HIVE-28363: Improve heuristics of FilterStatsRule without column stats #5337

okumin · 2024-07-08T08:26:04Z

What changes were proposed in this pull request?

Make FilterStatsRule reduce the number of filtered rows by half when # of distinct values is empty.
https://issues.apache.org/jira/browse/HIVE-28363

Why are the changes needed?

Simply, col IN (5) makes the estimated amount half, col IN (5, 10) keeps 100% of stats, col IN (5, 10, 15) keeps 100% of stats, and so on. I expect col IN ({arbitrary number of constants}) to filter out rows to some extent in almost all cases.

FilterStatsRule roughly estimates the number of rows filtered by IN to be {Original # of rows} * {1 / cardinality} * {# of values in IN}. The second term is estimated as 0.5 when column stats are unavailable. So, it always returns the original number when IN retains two constant values like col IN (1, 3).

Maybe, FilterStatsRule had behaved in the same way as this PR before, but this change slightly changed the formula to cover a special case. We will likely prefer the original formula when columns stats are not available.

Does this PR introduce any user-facing change?

No.

Is the change a dependency upgrade?

No.

How was this patch tested?

CREATE TABLE users (id INT);
INSERT INTO users VALUES (1), (2), (3), (4), (5), (6), (7), (8), (9), (10);
set hive.fetch.task.conversion=none;
set hive.stats.fetch.column.stats=false;
EXPLAIN SELECT * FROM users WHERE id IN (1);
EXPLAIN SELECT * FROM users WHERE id IN (1, 2);

sonarcloud · 2024-07-09T00:37:46Z

Quality Gate passed

Issues
4 New issues
0 Accepted issues

Measures
0 Security Hotspots
0.0% Coverage on New Code
0.0% Duplication on New Code

See analysis details on SonarCloud

kgyrtkirk · 2024-07-17T12:28:15Z

ql/src/java/org/apache/hadoop/hive/ql/optimizer/stats/annotation/StatsRulesProcFactory.java

@@ -557,14 +557,17 @@ private long evaluateInExpr(Statistics stats, ExprNodeDesc pred, long currNumRow
      }
      for (int i = 0; i < columnStats.size(); i++) {
        long dvs = columnStats.get(i) == null ? 0 : columnStats.get(i).getCountDistint();
-        long intersectionSize = estimateIntersectionSize(aspCtx.getConf(), columnStats.get(i), values.get(i));
+        if (dvs == 0) {
+          factor *= 0.5;


I think you could possibly introduce a hiveconf key for setting this parameter as well; I guess a default of .1 would be even better...

Can we use this property to tune the factor?
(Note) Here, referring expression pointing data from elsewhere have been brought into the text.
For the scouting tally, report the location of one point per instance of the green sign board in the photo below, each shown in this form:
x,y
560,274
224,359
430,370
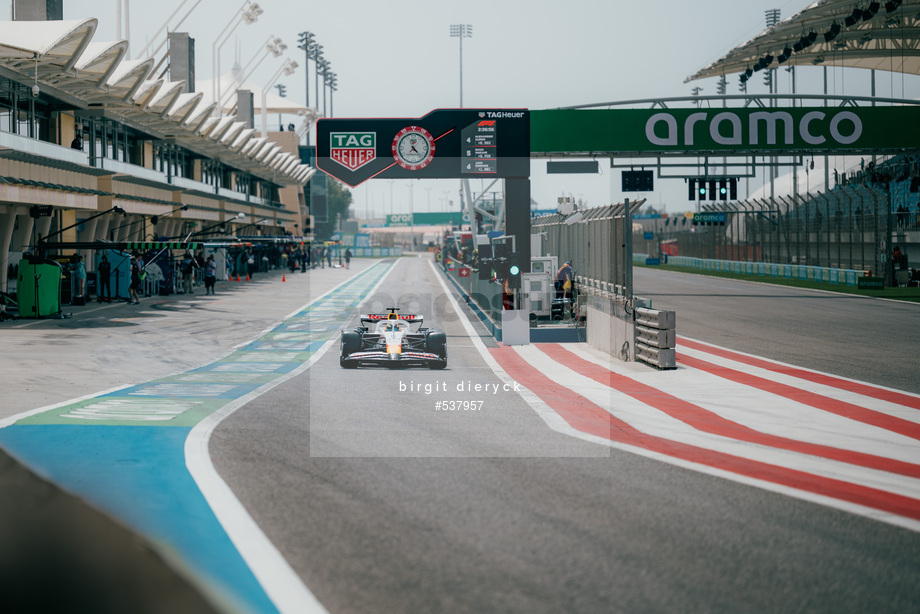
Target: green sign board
x,y
427,219
717,218
870,283
724,130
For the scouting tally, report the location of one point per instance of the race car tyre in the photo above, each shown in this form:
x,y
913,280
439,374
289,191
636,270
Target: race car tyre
x,y
436,343
351,343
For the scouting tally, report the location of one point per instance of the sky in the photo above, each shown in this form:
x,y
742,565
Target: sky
x,y
397,59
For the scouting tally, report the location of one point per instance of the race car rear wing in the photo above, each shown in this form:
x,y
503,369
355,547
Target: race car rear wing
x,y
377,317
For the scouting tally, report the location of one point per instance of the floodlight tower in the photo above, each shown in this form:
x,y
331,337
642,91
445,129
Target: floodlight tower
x,y
461,31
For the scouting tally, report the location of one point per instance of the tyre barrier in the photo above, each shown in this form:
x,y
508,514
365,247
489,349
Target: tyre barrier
x,y
656,337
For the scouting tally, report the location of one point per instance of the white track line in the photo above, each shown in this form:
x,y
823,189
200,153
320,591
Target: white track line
x,y
283,586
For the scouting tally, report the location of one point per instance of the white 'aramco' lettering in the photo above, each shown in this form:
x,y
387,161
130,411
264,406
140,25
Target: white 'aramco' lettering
x,y
776,127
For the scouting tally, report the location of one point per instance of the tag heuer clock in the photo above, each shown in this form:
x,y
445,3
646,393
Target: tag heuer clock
x,y
413,148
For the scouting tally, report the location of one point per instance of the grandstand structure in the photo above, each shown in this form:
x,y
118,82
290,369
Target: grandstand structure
x,y
97,148
861,210
865,211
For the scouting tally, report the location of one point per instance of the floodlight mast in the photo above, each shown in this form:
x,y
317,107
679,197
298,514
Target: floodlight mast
x,y
461,31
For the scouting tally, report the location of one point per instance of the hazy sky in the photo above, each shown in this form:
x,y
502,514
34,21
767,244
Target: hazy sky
x,y
397,59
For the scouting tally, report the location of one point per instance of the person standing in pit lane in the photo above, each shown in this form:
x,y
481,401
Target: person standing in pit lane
x,y
103,275
210,275
135,282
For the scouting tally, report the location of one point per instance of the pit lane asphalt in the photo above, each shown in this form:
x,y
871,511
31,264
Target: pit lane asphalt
x,y
102,346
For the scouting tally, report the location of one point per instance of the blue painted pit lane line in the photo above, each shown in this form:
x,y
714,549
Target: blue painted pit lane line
x,y
139,453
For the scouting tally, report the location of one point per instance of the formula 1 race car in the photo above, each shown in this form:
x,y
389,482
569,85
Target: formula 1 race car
x,y
392,344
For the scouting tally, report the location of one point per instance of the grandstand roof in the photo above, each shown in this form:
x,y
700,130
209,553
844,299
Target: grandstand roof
x,y
60,55
875,35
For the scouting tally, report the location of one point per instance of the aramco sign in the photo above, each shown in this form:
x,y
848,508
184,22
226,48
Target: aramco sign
x,y
353,149
726,131
760,128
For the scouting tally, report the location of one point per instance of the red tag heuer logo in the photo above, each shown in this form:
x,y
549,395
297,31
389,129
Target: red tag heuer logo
x,y
353,149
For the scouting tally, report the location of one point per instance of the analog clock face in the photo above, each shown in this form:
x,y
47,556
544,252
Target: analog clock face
x,y
413,148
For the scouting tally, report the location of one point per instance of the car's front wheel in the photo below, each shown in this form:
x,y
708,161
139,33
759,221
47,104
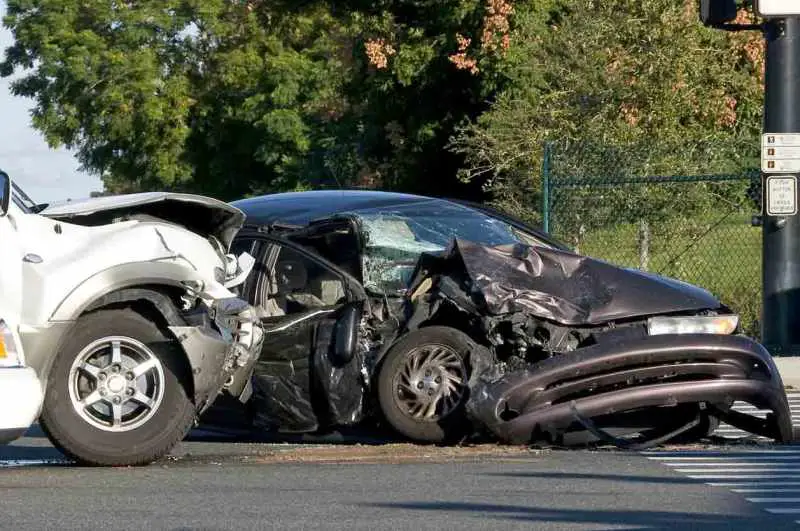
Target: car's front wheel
x,y
116,394
423,384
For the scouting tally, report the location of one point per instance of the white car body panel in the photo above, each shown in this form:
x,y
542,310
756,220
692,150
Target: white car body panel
x,y
74,254
20,391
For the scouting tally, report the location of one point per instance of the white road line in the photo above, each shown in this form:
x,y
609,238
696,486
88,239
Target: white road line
x,y
739,476
755,484
725,458
784,464
764,491
712,453
735,470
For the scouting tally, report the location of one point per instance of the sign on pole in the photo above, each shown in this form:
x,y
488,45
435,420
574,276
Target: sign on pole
x,y
781,195
780,153
777,8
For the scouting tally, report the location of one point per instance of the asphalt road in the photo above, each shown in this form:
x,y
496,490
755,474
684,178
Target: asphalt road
x,y
225,485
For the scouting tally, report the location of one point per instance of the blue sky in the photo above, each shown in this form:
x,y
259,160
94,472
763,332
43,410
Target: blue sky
x,y
45,174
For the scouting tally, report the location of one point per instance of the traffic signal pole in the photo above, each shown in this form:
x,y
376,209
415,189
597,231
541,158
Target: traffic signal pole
x,y
780,326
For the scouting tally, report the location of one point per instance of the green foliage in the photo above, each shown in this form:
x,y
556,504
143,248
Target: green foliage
x,y
645,78
231,97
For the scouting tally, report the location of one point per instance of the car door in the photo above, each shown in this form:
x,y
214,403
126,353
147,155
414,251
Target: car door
x,y
11,264
305,305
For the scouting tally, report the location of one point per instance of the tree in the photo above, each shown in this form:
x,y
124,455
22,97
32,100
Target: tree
x,y
232,97
620,74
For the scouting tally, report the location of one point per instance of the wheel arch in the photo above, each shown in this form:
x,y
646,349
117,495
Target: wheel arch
x,y
153,301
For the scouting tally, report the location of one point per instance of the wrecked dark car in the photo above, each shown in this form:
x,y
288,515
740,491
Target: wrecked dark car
x,y
444,319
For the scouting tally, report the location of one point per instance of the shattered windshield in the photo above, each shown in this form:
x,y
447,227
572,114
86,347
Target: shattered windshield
x,y
397,235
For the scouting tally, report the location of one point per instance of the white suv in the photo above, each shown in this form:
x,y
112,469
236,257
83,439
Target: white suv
x,y
124,309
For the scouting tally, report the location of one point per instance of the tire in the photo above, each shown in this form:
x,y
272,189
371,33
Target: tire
x,y
397,378
142,434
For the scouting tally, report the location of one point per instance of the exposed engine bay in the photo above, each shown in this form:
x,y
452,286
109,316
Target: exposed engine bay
x,y
551,342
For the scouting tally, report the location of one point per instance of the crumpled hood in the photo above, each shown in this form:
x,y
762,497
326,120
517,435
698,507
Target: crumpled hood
x,y
203,215
564,287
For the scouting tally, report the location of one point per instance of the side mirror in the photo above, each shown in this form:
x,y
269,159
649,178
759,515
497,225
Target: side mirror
x,y
346,335
717,12
5,193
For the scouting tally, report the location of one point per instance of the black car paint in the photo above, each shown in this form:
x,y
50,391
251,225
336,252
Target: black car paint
x,y
570,290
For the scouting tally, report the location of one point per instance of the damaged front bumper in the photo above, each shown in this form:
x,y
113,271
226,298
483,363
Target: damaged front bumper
x,y
221,355
654,375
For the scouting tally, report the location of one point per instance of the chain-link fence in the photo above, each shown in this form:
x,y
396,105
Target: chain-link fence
x,y
624,205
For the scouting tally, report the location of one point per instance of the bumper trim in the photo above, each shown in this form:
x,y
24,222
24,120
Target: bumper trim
x,y
654,372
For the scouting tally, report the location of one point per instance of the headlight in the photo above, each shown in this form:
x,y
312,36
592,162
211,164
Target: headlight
x,y
10,356
715,324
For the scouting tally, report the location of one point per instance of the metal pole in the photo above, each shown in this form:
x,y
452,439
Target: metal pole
x,y
546,188
780,325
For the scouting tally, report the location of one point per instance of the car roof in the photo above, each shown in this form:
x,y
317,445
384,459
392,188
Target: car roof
x,y
303,207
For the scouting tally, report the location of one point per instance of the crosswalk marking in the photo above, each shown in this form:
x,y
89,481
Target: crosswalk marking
x,y
767,478
763,491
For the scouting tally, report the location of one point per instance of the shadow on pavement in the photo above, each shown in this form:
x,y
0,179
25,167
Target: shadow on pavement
x,y
644,520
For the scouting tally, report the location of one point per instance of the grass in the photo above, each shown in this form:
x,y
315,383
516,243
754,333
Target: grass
x,y
723,257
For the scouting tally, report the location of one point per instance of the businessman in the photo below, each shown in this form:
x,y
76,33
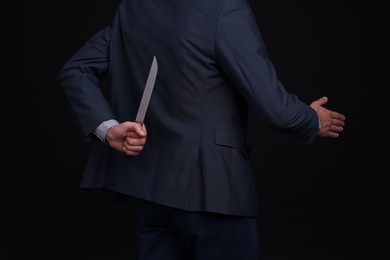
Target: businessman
x,y
187,164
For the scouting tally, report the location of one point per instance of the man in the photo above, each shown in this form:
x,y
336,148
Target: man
x,y
187,164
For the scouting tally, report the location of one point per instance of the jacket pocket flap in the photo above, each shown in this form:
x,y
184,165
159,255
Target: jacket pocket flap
x,y
233,140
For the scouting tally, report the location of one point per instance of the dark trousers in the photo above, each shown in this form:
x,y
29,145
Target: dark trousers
x,y
174,234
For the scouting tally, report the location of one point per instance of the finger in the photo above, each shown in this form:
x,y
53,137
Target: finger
x,y
131,150
135,135
322,100
337,115
135,141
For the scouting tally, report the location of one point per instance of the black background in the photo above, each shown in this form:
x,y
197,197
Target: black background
x,y
324,201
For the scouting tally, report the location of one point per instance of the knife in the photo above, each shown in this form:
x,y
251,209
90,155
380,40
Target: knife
x,y
147,92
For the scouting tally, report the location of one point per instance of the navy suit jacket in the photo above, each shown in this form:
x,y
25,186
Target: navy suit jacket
x,y
212,65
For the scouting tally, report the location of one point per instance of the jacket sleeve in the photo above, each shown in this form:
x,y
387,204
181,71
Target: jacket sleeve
x,y
241,52
80,80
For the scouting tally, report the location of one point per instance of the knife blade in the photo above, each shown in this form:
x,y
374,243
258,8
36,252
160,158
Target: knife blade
x,y
148,90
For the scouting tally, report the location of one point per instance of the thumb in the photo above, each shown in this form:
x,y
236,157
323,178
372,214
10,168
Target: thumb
x,y
322,101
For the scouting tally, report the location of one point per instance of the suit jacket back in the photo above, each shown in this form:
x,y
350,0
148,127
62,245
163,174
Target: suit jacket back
x,y
212,65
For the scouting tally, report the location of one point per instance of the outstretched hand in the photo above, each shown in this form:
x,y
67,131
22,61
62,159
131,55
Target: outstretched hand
x,y
332,122
127,137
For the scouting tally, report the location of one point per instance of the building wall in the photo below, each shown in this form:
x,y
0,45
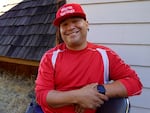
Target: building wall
x,y
124,26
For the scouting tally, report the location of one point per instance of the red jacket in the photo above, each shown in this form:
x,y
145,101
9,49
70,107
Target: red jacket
x,y
74,69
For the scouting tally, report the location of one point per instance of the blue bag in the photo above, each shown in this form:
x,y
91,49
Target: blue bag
x,y
33,107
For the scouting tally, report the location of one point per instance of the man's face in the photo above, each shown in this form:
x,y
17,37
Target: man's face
x,y
74,32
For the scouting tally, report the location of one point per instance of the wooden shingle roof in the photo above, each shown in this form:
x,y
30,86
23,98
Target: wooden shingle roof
x,y
26,30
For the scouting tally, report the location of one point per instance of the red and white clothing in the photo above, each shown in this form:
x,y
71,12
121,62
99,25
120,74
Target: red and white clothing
x,y
74,69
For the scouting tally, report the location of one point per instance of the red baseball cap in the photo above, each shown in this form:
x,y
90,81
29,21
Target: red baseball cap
x,y
67,11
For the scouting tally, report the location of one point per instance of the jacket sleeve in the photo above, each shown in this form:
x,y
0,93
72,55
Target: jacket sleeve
x,y
45,80
121,71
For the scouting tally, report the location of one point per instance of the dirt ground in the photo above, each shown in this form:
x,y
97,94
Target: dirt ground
x,y
15,92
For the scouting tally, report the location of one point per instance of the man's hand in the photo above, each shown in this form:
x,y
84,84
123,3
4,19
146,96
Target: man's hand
x,y
89,97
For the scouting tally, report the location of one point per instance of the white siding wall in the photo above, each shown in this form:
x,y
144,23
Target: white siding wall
x,y
124,26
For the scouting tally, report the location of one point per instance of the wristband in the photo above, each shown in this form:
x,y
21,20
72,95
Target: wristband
x,y
101,89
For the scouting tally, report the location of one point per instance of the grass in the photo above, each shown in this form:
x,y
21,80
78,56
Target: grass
x,y
15,92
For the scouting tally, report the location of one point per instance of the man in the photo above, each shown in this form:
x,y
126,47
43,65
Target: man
x,y
69,73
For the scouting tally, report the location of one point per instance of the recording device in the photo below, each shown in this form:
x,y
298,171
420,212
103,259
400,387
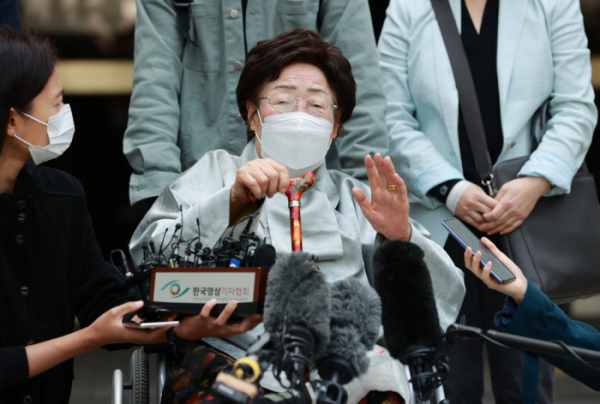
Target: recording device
x,y
466,238
409,315
297,307
184,279
354,328
293,320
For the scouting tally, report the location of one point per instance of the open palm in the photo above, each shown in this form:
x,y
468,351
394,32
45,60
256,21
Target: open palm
x,y
388,210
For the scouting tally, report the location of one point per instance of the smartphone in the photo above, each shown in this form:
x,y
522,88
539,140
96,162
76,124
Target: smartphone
x,y
132,321
466,238
150,325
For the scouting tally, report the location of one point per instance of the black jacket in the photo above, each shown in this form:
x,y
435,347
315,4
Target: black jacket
x,y
51,270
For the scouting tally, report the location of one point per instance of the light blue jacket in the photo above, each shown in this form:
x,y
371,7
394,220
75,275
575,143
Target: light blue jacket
x,y
542,52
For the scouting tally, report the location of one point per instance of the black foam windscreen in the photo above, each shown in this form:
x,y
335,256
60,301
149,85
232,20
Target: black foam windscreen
x,y
409,314
284,278
264,256
355,322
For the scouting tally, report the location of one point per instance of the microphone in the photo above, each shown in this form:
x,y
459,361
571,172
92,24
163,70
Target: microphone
x,y
297,306
355,323
264,256
409,314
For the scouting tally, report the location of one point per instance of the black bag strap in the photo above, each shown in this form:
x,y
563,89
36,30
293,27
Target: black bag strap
x,y
467,96
182,8
542,115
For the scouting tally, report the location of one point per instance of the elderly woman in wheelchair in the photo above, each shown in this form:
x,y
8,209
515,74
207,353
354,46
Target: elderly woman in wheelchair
x,y
295,93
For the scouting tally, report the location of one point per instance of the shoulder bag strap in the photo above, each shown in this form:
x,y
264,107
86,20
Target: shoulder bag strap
x,y
182,8
467,96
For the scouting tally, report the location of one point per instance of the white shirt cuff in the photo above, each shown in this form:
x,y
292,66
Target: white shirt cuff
x,y
455,194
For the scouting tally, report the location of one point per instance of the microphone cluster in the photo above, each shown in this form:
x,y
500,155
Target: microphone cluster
x,y
309,324
248,250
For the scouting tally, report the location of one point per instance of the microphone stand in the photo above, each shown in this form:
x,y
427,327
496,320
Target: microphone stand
x,y
456,331
294,192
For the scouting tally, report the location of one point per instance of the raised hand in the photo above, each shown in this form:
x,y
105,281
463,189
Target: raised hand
x,y
388,209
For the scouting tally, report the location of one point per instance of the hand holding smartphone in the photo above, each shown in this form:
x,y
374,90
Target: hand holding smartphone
x,y
466,238
131,320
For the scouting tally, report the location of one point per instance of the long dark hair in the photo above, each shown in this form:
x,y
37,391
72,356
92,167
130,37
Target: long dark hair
x,y
268,58
26,64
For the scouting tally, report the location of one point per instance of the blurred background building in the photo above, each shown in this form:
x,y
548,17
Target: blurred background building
x,y
95,41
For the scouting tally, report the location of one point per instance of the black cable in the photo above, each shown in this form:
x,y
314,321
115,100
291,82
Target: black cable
x,y
558,342
574,354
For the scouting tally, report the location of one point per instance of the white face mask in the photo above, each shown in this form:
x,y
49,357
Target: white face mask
x,y
60,128
296,140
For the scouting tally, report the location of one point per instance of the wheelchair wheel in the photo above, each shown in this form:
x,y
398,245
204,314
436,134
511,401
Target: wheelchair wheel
x,y
140,378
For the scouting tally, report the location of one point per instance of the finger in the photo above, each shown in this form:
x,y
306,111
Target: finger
x,y
226,313
486,200
504,226
205,312
250,182
501,193
482,208
272,187
492,247
468,257
487,278
400,187
363,202
262,180
151,336
380,171
127,308
473,218
513,227
496,213
284,177
496,227
372,173
476,264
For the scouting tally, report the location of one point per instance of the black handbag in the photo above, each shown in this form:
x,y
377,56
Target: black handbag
x,y
558,245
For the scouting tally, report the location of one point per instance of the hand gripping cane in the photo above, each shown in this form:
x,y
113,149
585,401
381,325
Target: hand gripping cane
x,y
294,192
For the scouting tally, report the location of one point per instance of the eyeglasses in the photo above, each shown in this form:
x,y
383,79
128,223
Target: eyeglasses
x,y
316,106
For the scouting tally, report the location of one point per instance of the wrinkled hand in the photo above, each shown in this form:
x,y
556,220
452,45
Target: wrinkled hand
x,y
473,203
516,199
109,328
388,210
263,177
204,325
515,289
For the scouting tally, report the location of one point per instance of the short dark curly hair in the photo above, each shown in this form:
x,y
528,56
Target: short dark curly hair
x,y
268,58
26,63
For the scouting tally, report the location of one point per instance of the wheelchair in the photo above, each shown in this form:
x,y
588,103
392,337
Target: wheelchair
x,y
138,385
139,377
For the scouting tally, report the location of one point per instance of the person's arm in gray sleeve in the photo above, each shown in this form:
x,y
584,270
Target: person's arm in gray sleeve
x,y
347,25
150,141
208,202
574,114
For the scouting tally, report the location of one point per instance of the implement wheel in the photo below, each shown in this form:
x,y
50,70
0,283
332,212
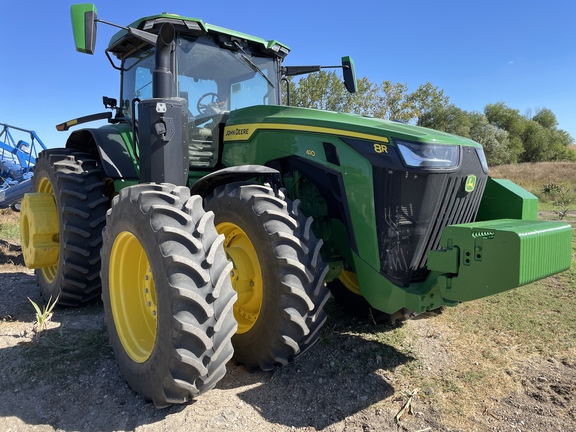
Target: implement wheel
x,y
278,273
61,226
167,293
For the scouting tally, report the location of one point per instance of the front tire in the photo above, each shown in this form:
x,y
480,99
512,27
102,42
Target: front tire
x,y
167,293
278,273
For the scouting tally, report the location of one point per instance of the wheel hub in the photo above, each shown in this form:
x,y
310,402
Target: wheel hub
x,y
246,276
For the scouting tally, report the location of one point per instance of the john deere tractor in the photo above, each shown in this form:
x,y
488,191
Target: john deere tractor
x,y
214,221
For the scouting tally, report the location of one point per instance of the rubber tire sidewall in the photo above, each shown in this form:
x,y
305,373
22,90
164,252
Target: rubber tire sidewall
x,y
274,339
165,378
77,278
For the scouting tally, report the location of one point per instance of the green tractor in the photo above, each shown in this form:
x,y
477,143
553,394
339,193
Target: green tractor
x,y
214,222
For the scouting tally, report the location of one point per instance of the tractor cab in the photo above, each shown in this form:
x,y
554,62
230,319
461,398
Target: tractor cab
x,y
211,69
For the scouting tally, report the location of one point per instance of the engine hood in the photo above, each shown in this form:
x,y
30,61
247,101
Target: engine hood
x,y
283,117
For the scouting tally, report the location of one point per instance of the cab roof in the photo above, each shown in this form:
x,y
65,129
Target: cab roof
x,y
122,42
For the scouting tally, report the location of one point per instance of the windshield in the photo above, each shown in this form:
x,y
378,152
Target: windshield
x,y
212,79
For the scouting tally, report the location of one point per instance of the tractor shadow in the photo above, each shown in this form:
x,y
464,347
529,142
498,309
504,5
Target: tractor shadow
x,y
344,373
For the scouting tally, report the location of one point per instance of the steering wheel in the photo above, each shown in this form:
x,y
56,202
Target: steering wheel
x,y
202,105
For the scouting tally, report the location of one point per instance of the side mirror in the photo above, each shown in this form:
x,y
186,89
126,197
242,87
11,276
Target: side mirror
x,y
349,74
84,18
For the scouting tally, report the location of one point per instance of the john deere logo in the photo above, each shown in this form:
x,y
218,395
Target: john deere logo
x,y
470,183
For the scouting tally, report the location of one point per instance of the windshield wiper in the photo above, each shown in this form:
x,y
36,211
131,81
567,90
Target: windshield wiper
x,y
246,58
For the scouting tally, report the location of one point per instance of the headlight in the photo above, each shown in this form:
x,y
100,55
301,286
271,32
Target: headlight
x,y
429,155
482,158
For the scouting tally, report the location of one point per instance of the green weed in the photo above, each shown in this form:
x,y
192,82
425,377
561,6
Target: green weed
x,y
43,314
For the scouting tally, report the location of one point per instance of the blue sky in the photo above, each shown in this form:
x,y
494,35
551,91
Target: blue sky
x,y
521,53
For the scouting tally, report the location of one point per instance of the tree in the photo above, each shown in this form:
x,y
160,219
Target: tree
x,y
546,118
426,99
494,140
449,119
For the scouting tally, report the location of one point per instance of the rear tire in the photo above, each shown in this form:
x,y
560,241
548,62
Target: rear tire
x,y
278,273
167,294
75,181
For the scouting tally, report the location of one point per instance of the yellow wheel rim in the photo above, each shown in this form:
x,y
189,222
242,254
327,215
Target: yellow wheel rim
x,y
49,273
350,281
133,297
246,275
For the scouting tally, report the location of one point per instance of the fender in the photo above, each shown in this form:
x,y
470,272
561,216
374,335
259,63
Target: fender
x,y
110,145
208,183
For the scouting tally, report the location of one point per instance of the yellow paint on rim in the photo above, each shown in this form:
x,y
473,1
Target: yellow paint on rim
x,y
246,275
49,272
133,297
244,132
350,281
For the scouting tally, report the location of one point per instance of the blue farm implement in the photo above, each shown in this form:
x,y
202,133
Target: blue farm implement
x,y
17,159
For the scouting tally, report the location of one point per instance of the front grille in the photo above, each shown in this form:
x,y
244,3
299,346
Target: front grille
x,y
413,208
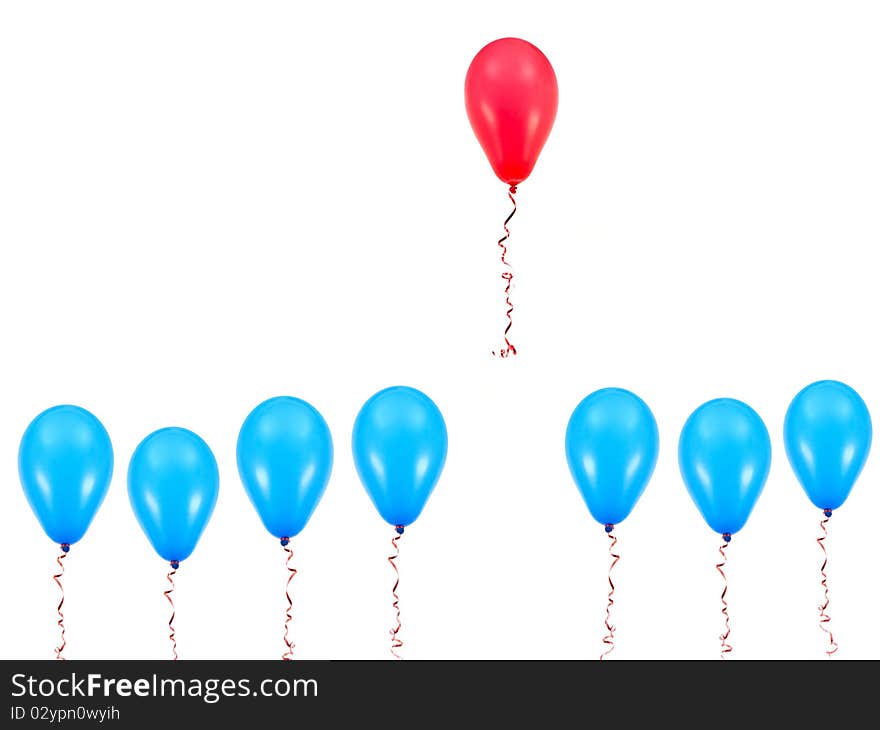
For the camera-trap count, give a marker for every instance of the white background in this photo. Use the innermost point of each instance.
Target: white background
(205, 204)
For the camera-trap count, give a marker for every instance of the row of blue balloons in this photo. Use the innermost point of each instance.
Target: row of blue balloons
(284, 454)
(399, 443)
(724, 452)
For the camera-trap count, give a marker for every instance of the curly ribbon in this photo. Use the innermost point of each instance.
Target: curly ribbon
(396, 642)
(726, 648)
(507, 275)
(824, 618)
(288, 654)
(57, 578)
(608, 639)
(172, 635)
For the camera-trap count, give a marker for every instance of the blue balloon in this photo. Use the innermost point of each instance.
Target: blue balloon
(285, 454)
(827, 439)
(173, 483)
(611, 444)
(65, 463)
(724, 457)
(399, 444)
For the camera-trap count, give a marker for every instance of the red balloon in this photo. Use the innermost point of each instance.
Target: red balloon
(511, 97)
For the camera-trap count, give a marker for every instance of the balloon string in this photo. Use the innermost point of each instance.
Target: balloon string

It could not directly support your original intention, but it will likely work as well or even better.

sure you could use that as well - that's also better than burning in.5

@kgyrtkirk Can I keep the current revision? The parameter is multiplied at the end of the overall calculation. I guess it is more desirable than multiplying the arbitrary parameter in this loop. If we use 0.1 in this loop, and if the size of columnStats is 3, the final factor will be 0.1 * 0.1 * 0.1. Maybe, it is overkilling

@kgyrtkirk Would you mind accepting the proposal and merging this PR? Thanks.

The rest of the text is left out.